Yes, 64 GB RAM is my M'brds limit. I'll do a bit more reading re ARC (RAM) - terminology I'm not familiar with.
I've been looking at converting from SHR-2 to RAID 6, that can go onto the backburner for now; if I do go with Scale, I'll have to save off the data, rebuild arrays, and copy data back in any case.
Yes, Synology can do snapshots - I guess I should play around with that too in the interim.
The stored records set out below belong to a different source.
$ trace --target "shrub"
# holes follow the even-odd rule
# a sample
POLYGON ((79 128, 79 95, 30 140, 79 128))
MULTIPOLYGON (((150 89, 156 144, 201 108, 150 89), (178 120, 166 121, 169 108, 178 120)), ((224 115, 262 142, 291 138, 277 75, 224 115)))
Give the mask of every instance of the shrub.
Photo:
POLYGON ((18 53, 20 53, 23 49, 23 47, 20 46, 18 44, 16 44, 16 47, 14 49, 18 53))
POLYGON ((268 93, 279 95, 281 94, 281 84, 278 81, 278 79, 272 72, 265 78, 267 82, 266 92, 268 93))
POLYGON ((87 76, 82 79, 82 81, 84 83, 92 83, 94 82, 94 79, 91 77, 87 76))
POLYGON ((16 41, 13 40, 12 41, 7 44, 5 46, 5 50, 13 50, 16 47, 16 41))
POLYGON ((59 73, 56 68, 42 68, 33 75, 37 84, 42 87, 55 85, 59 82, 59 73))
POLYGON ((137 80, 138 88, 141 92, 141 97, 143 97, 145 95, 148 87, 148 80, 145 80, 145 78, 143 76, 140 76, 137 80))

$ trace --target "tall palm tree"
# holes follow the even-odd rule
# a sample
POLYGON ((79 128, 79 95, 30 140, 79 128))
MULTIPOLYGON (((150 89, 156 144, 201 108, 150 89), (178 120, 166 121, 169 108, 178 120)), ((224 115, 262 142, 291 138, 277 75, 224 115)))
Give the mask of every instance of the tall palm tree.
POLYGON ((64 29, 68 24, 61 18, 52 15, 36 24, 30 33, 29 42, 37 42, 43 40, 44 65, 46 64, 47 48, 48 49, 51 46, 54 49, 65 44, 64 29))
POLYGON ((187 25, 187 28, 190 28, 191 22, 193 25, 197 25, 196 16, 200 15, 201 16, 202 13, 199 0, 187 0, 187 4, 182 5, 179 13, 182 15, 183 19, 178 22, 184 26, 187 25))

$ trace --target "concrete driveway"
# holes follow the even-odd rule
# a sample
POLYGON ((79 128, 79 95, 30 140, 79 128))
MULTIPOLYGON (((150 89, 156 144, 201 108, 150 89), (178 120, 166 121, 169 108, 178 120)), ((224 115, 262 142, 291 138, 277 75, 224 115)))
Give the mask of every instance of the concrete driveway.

Once again. Thank you so much for your reply; it's very much appreciated.
Rod.
 

mjt5282

Contributor
Joined
Mar 19, 2013
Messages
139
Rod, while the concepts are similar, don't confuse raid6 with raidz2 . Good luck with the testing of TrueNas Core/TrueNas Scale.
BSD jails (containers) are also very useful to learn, they isolate apps into their own jail, making them easy to install, upgrade, somewhat stateless when done right. In the Resources section on this forum, there is an excellent post that gives recipes for installing jails with popular apps to follow, including Plex Media Server.
Finally, ARC is the RAM cache that ZFS caches most frequently used data, defaults (I think) to 50% of total system RAM. Quite often my system reads from ARC (RAM) instead of doing disk I/O, which is obviously many times faster. So, the easiest optimization for a ZFS system is adding more RAM for ARC.